Silver Enterprise …
We’re in our fourth year of retirement now and although we are kept very busy (the old cliche about not knowing how we managed before we retired is very true) the one challenge we have never set ourselves is running our own business.
Jen has always had an eye for good design and I love art in any form and have had a marketing background so, pooling our ideas together we decided to set up a jewellery making business. If you think that this is going to be a story about how hard it is to break into a market or banks not supporting small businesses, you’d be mistaken. It really is quite easy.
Obviously you have to have some stock that you think will sell and it soon became apparent that reasonably priced beads, wire and all the ingredients to design unique jewellery are available on the internet. A little scouring soon bought us beautiful ethnic beads from of all places, China. Our postman must have wondered what was going on when we started receiving lots of little packets with a Chinese postmark on.
Jen started designing, producing and finishing lots of lovely bracelets, earrings, necklaces and anklets. And I began looking on the web to find how to design our own website. Again, I thought it would be daunting but I found a great little site called Folksy and for £45 a year they supplied a template which was user friendly straight from the start.

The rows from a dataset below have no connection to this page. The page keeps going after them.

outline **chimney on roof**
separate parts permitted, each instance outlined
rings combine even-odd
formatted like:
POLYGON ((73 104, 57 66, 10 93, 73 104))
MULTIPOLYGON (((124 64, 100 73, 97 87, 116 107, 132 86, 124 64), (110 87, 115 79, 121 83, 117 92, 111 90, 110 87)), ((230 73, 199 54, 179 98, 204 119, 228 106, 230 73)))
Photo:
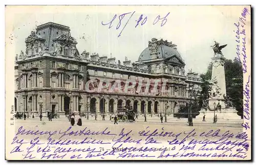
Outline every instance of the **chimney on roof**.
POLYGON ((102 56, 99 58, 99 61, 102 63, 106 63, 108 61, 108 56, 102 56))
POLYGON ((92 61, 99 61, 99 54, 94 53, 93 54, 91 55, 91 59, 92 61))
POLYGON ((125 57, 125 60, 123 62, 123 65, 128 66, 128 67, 131 67, 131 60, 128 60, 128 58, 127 57, 125 57))
POLYGON ((108 59, 108 62, 111 64, 115 64, 116 58, 110 58, 108 59))

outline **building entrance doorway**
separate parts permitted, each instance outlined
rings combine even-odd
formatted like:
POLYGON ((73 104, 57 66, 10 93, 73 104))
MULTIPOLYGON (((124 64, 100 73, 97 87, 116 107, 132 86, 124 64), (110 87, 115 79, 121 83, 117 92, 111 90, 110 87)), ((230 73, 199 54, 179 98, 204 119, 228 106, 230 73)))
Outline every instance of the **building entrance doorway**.
POLYGON ((65 115, 69 114, 70 103, 70 97, 66 96, 64 97, 64 111, 65 112, 65 115))
POLYGON ((54 114, 55 113, 55 104, 52 105, 52 114, 54 114))

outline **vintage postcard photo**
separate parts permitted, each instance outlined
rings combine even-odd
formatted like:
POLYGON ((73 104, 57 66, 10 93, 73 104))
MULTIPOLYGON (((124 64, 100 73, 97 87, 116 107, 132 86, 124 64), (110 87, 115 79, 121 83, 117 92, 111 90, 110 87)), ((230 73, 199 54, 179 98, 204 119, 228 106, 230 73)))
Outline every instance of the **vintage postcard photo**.
POLYGON ((6 6, 5 21, 6 159, 251 160, 250 6, 6 6))

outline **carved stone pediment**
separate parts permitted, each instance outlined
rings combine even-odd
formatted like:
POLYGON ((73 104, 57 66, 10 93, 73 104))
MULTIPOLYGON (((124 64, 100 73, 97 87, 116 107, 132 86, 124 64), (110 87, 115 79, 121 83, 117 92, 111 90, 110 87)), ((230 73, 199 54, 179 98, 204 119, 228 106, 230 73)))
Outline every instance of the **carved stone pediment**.
POLYGON ((35 62, 32 63, 31 67, 32 68, 37 68, 37 62, 36 61, 35 62))
POLYGON ((66 68, 66 64, 61 62, 57 62, 57 67, 60 68, 66 68))
POLYGON ((77 42, 76 41, 74 37, 71 37, 70 33, 65 33, 56 39, 54 40, 58 40, 64 42, 66 44, 76 44, 77 42))
POLYGON ((180 61, 179 60, 179 59, 178 59, 178 58, 175 57, 171 58, 170 60, 169 60, 169 61, 175 63, 180 63, 180 61))
POLYGON ((31 33, 30 33, 30 35, 26 39, 25 42, 27 43, 32 42, 37 39, 44 40, 44 39, 38 37, 35 32, 32 31, 31 33))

We came up with a quirky little name, Yokoloco and for us, it just hit the spot. I’ve always been into photography so producing pictures that would enhance the products wasn’t too difficult for me and uploading them with descriptions became second nature. We now have approximately 100 items for sale and even if I do say so myself, the web site looks every bit as good as I wanted it to.
Since the initial launch, we’ve linked it to a Facebook page and we’ve started another shop on a similar internet market place called Etsy. We’ve bombarded Pinterest with our designs and just about every local Facebook page or For Sale page that we can find. We’re now discovering local fairs and craft fairs to exhibit our wares and we could be selling just about every day of the week if we wanted to. In the first week, we sold 1 set of earrings on the internet and 15 bracelets to people that had read our Facebook page so we’ve got off to a good start. We are looking on the web sites as marathons and not sprints and are affording it the patience it deserves.
The message is, if this is something you’ve always wanted to do, as long as you’re realistic about expectations, the fun you can have in just setting it up is enormous. When people actually buy something that you’ve made yourself, well that’s a bonus and also a supplement to what is laughingly called a pension. Go for it, you’ll be surprised what you can achieve.